Separating children from parents: A violation of human rights in the U.S.
During Donald Trump’s first term as president of the United States, his immigration policy separated more than 5,000 children from their families at the U.S.–Mexico border. Images of infants and toddlers being taken from their mothers’ arms sparked global condemnation.
Seven years later, families are still being separated, but in a completely different way. As illegal border crossings have dropped to their lowest level in seven decades, pressure for mass deportations is tearing apart families with mixed legal status inside the United States.
By “mixed legal status,” it is meant that some members of a family have legal documentation, while other members of the same family do not have lawful residency.
Federal authorities and local law enforcement partners of the U.S. government are detaining tens of thousands of asylum seekers and migrants. Detainees are repeatedly transferred, then either deported or held for weeks or months in poor conditions until they agree to request voluntary return to their home countries.
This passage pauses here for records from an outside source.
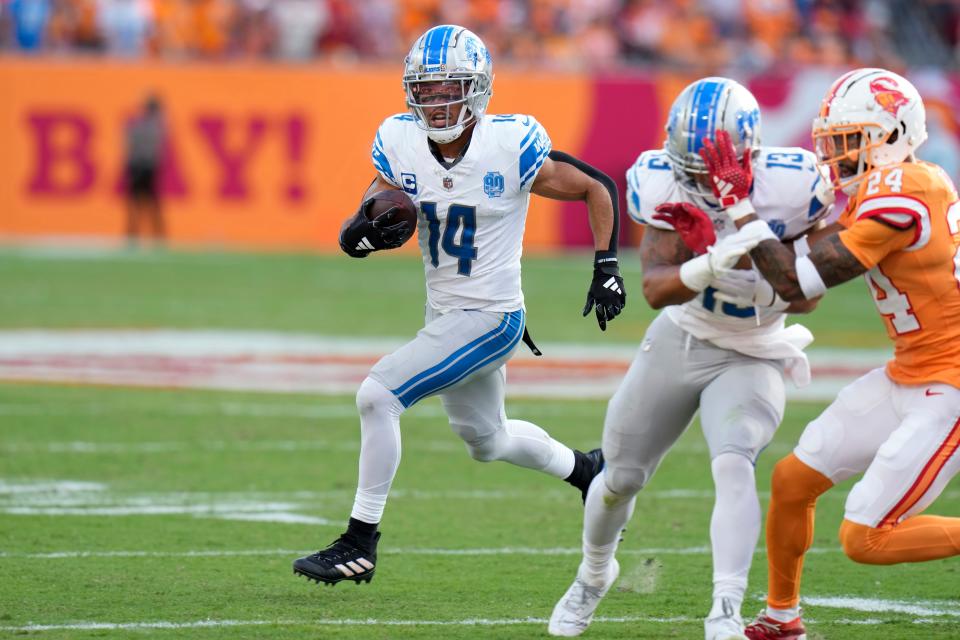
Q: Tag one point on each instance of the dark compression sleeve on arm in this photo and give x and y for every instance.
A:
(602, 178)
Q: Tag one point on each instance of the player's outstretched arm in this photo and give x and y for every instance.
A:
(661, 254)
(563, 177)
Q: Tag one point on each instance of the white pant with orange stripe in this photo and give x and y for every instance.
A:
(903, 438)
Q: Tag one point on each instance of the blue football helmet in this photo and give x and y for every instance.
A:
(703, 108)
(451, 55)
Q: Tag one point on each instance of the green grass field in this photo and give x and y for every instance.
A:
(163, 520)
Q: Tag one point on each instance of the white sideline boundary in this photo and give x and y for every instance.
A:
(856, 604)
(417, 551)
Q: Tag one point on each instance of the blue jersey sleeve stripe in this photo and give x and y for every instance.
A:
(532, 161)
(815, 207)
(534, 170)
(380, 160)
(527, 137)
(530, 158)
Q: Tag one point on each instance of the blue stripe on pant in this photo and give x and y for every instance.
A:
(463, 362)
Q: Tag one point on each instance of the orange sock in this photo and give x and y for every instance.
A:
(916, 539)
(795, 488)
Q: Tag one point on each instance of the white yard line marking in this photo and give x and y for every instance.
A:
(373, 622)
(417, 551)
(369, 622)
(871, 605)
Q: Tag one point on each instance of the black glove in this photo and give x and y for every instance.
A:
(606, 289)
(360, 236)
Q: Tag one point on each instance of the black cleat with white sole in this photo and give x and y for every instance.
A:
(347, 558)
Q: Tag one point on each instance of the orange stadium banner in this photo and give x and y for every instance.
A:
(270, 157)
(274, 157)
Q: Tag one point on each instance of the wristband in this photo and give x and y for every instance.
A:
(696, 273)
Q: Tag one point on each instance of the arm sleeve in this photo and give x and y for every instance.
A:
(871, 241)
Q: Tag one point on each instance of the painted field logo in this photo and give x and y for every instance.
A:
(493, 184)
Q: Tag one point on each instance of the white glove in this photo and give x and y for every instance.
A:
(747, 289)
(697, 273)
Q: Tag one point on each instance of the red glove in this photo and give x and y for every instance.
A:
(693, 225)
(732, 179)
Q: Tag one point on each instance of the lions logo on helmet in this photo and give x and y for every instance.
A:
(703, 108)
(457, 60)
(869, 118)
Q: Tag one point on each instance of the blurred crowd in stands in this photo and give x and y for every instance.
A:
(692, 35)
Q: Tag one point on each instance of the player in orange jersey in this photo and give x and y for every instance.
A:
(898, 425)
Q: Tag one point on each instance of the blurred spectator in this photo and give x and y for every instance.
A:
(695, 36)
(29, 20)
(299, 24)
(125, 25)
(143, 159)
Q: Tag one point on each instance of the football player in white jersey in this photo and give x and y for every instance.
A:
(720, 345)
(470, 175)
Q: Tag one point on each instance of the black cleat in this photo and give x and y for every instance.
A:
(585, 469)
(345, 559)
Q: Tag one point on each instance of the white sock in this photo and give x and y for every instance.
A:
(604, 517)
(379, 449)
(784, 615)
(527, 445)
(734, 528)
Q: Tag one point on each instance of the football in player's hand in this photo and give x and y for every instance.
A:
(403, 210)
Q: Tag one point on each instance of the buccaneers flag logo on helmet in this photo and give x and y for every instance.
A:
(888, 96)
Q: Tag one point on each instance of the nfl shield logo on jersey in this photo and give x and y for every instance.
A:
(493, 184)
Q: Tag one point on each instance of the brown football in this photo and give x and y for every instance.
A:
(385, 200)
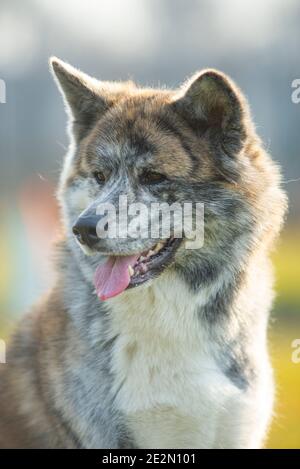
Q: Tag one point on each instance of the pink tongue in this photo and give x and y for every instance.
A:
(112, 277)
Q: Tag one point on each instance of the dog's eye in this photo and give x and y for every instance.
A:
(152, 177)
(100, 177)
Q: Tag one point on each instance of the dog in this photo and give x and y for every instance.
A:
(143, 343)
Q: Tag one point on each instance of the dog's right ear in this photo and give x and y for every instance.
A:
(82, 95)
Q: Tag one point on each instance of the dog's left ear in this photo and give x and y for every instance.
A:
(83, 95)
(213, 104)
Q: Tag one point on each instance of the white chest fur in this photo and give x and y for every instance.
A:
(166, 381)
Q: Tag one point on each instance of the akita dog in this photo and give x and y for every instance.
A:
(143, 343)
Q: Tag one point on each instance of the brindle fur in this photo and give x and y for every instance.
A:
(58, 386)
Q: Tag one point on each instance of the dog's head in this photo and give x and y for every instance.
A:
(133, 149)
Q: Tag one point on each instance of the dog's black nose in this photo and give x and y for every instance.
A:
(85, 231)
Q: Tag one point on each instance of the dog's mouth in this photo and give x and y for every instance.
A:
(119, 273)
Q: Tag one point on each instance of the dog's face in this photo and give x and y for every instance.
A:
(152, 147)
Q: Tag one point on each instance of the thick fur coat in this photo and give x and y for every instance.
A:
(180, 361)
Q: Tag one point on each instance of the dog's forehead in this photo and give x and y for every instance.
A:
(128, 133)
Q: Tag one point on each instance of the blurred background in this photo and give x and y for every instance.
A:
(154, 42)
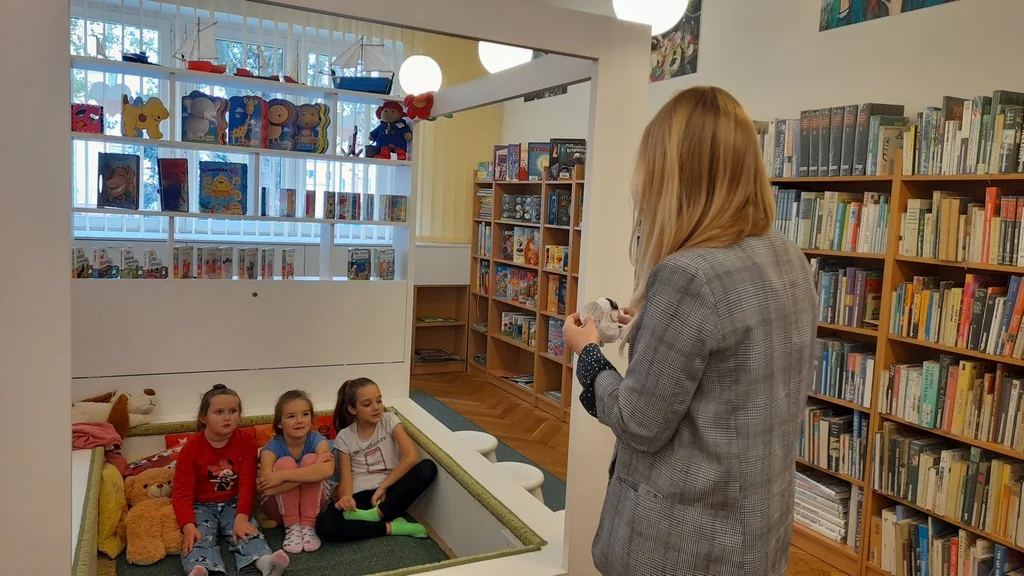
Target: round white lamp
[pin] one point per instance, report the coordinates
(419, 74)
(497, 57)
(659, 14)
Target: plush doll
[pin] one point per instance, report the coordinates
(392, 134)
(119, 408)
(605, 313)
(152, 529)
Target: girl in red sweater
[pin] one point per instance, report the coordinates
(214, 490)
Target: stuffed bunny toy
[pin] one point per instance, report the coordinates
(605, 313)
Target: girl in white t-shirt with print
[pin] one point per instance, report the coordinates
(379, 469)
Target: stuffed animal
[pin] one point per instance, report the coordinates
(605, 313)
(152, 529)
(119, 408)
(392, 134)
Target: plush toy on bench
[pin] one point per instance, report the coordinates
(605, 313)
(119, 408)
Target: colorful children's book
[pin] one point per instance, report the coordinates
(281, 124)
(311, 124)
(119, 180)
(204, 118)
(223, 188)
(247, 121)
(173, 173)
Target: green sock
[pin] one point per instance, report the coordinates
(401, 527)
(369, 516)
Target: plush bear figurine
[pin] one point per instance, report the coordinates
(152, 529)
(392, 134)
(605, 313)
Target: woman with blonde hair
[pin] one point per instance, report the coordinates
(721, 329)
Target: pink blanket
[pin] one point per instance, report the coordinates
(90, 435)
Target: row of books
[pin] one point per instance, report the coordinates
(981, 314)
(844, 370)
(828, 506)
(978, 135)
(847, 295)
(834, 220)
(951, 481)
(834, 441)
(964, 230)
(906, 542)
(840, 140)
(963, 397)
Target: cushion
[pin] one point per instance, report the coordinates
(111, 538)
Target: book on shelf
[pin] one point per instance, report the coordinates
(827, 505)
(981, 314)
(834, 439)
(834, 220)
(847, 295)
(844, 370)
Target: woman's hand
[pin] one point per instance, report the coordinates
(243, 529)
(378, 496)
(345, 503)
(578, 332)
(269, 480)
(189, 537)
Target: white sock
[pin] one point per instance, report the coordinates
(271, 565)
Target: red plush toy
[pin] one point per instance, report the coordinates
(418, 106)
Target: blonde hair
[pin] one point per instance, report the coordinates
(699, 181)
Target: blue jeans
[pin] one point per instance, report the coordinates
(218, 519)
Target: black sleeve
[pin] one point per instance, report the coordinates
(590, 363)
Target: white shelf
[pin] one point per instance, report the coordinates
(218, 216)
(225, 80)
(128, 140)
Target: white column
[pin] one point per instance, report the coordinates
(617, 114)
(35, 288)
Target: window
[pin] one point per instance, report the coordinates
(264, 48)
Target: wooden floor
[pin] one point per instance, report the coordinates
(540, 437)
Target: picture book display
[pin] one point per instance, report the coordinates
(223, 188)
(173, 174)
(119, 180)
(204, 118)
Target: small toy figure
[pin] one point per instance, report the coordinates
(137, 116)
(392, 132)
(605, 313)
(419, 106)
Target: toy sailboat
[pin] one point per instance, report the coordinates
(200, 48)
(364, 69)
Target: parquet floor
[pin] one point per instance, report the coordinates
(540, 437)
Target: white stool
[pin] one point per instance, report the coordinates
(483, 443)
(528, 477)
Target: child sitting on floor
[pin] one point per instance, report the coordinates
(294, 468)
(214, 490)
(376, 486)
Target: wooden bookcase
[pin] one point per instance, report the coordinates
(505, 355)
(452, 303)
(890, 347)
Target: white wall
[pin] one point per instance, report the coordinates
(35, 290)
(772, 57)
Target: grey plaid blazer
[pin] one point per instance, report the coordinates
(707, 417)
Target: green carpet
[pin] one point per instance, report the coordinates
(348, 559)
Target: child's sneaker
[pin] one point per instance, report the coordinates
(293, 539)
(310, 541)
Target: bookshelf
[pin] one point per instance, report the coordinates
(494, 356)
(893, 348)
(439, 315)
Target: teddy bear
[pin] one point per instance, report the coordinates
(119, 408)
(605, 313)
(152, 529)
(392, 132)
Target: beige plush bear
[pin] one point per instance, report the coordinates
(152, 529)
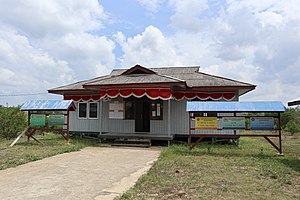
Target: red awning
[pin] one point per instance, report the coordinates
(153, 94)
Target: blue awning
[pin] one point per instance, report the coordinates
(246, 106)
(48, 105)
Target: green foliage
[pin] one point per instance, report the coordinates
(12, 121)
(292, 127)
(290, 120)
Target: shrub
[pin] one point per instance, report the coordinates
(12, 121)
(292, 127)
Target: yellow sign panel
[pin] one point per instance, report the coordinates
(207, 123)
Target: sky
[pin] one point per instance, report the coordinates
(46, 44)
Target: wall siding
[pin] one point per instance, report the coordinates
(179, 120)
(84, 125)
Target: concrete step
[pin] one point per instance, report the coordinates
(132, 142)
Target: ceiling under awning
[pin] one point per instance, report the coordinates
(154, 94)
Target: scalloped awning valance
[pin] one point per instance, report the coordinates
(153, 94)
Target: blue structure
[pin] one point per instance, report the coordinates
(48, 105)
(246, 106)
(209, 114)
(42, 106)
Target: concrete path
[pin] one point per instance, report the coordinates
(92, 173)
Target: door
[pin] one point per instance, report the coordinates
(142, 116)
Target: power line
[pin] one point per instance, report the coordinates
(18, 95)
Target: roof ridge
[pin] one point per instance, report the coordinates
(171, 77)
(229, 79)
In November, the U.S. federal government held an average of more than 66,000 people in detention, the highest figure ever recorded.
During Trump’s first presidency, families were forcibly separated at the border, and officials struggled to locate children within a vast shelter system because government computer systems were not interconnected.
Now, parents inside the United States are arrested by immigration authorities and separated from their families during prolonged detention. They are also forced to choose whether their children should remain in the U.S.—only to face deportation upon reaching adulthood—or be deported together with them.
The U.S. government and its anti-immigration supporters have portrayed this situation—which international organizations describe as a violation of human rights—as an unprecedented success. Tom Homan, Trump’s senior border adviser, said in April: “We are moving forward at full speed.”
According to official statistics from the U.S. Department of Homeland Security (DHS), by December 2025, more than 605,000 migrants had been formally deported from the United States, and about 1.9 million people had left the country voluntarily—meaning that more than 2.5 million people in total have left the U.S.
Critics and human rights organizations such as the American Immigration Council and Human Rights Watch consider U.S. immigration policies to constitute widespread violations of human rights.
Reports point to inhumane conditions in detention centers, the separation of families, the detention of individuals with no criminal record, and even administrative errors that have led to the deportation of people with legal status.
U.S. federal courts have issued more than 220 rulings against the systematic detention of migrants, and nationwide protests have taken place in states such as California, Texas, and New York. Nevertheless, Trump has ignored these developments and continues to insist on the implementation of his anti–human rights policies.